PAS7 Studio

Rate limiting in Bun.js: in-memory, Redis, sliding window, and production API edge cases

A practical deep dive into rate limiting middleware in Bun.js: fixed window, sliding window, token bucket, Redis, distributed limits, 429 Retry-After, abuse protection, Hono/Elysia integrations, best practices, and bad practices.

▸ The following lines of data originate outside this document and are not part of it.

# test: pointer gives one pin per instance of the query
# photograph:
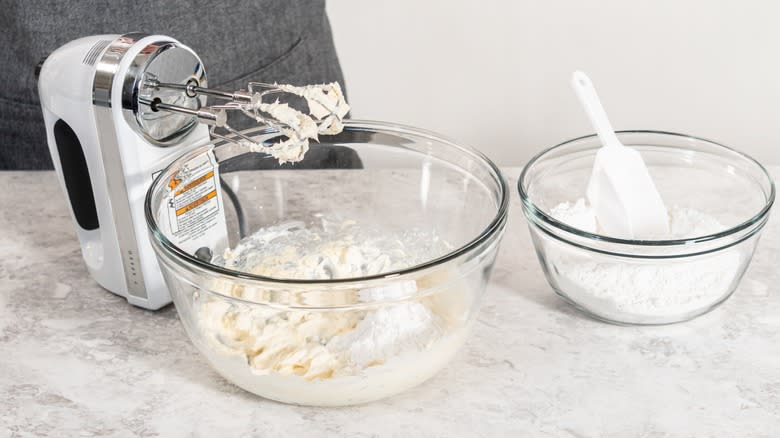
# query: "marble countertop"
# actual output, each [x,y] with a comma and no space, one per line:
[76,360]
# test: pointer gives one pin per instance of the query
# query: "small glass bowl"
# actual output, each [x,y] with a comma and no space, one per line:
[304,341]
[649,281]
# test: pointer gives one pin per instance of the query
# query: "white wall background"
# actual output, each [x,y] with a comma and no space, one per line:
[495,74]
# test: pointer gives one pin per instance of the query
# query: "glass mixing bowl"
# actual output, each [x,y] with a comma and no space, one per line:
[649,281]
[335,339]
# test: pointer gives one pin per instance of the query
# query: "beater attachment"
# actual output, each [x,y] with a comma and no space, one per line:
[260,102]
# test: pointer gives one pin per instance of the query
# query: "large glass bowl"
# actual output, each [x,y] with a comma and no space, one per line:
[649,281]
[332,341]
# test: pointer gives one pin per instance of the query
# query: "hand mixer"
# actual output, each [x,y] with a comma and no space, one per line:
[118,109]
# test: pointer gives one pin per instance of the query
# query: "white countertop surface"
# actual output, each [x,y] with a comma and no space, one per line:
[76,360]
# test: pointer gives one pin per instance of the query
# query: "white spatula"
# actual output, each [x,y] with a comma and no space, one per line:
[622,193]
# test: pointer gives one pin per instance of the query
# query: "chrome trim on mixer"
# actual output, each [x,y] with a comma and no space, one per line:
[161,130]
[107,67]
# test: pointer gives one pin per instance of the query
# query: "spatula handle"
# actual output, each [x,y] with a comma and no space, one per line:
[590,101]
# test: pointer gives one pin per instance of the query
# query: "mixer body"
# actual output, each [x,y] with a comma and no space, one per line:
[106,148]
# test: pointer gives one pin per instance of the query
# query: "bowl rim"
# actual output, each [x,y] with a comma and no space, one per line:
[492,228]
[537,212]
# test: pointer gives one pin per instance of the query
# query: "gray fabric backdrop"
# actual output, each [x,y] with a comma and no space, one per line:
[238,40]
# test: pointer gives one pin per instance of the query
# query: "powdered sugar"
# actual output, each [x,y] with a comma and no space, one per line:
[643,291]
[320,345]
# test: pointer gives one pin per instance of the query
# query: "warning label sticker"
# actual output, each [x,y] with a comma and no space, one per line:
[195,207]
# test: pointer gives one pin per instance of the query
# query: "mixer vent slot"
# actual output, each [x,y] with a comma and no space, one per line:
[93,53]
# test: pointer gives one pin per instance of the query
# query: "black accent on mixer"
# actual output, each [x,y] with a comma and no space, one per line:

14 May 2026· 15 min read· Technology
Best forBackend engineersFull-stack developersTech leadsTeams building public APIs, SaaS, or webhook endpoints on Bun
Technical illustration of a rate limiting pipeline in Bun.js with counters, Redis, and controlled request flow

A naive limit like “100 requests per IP per minute” looks fine until the first office behind NAT, the first mobile carrier, the first webhook retry storm, or the first enterprise tenant with hundreds of users behind one egress IP.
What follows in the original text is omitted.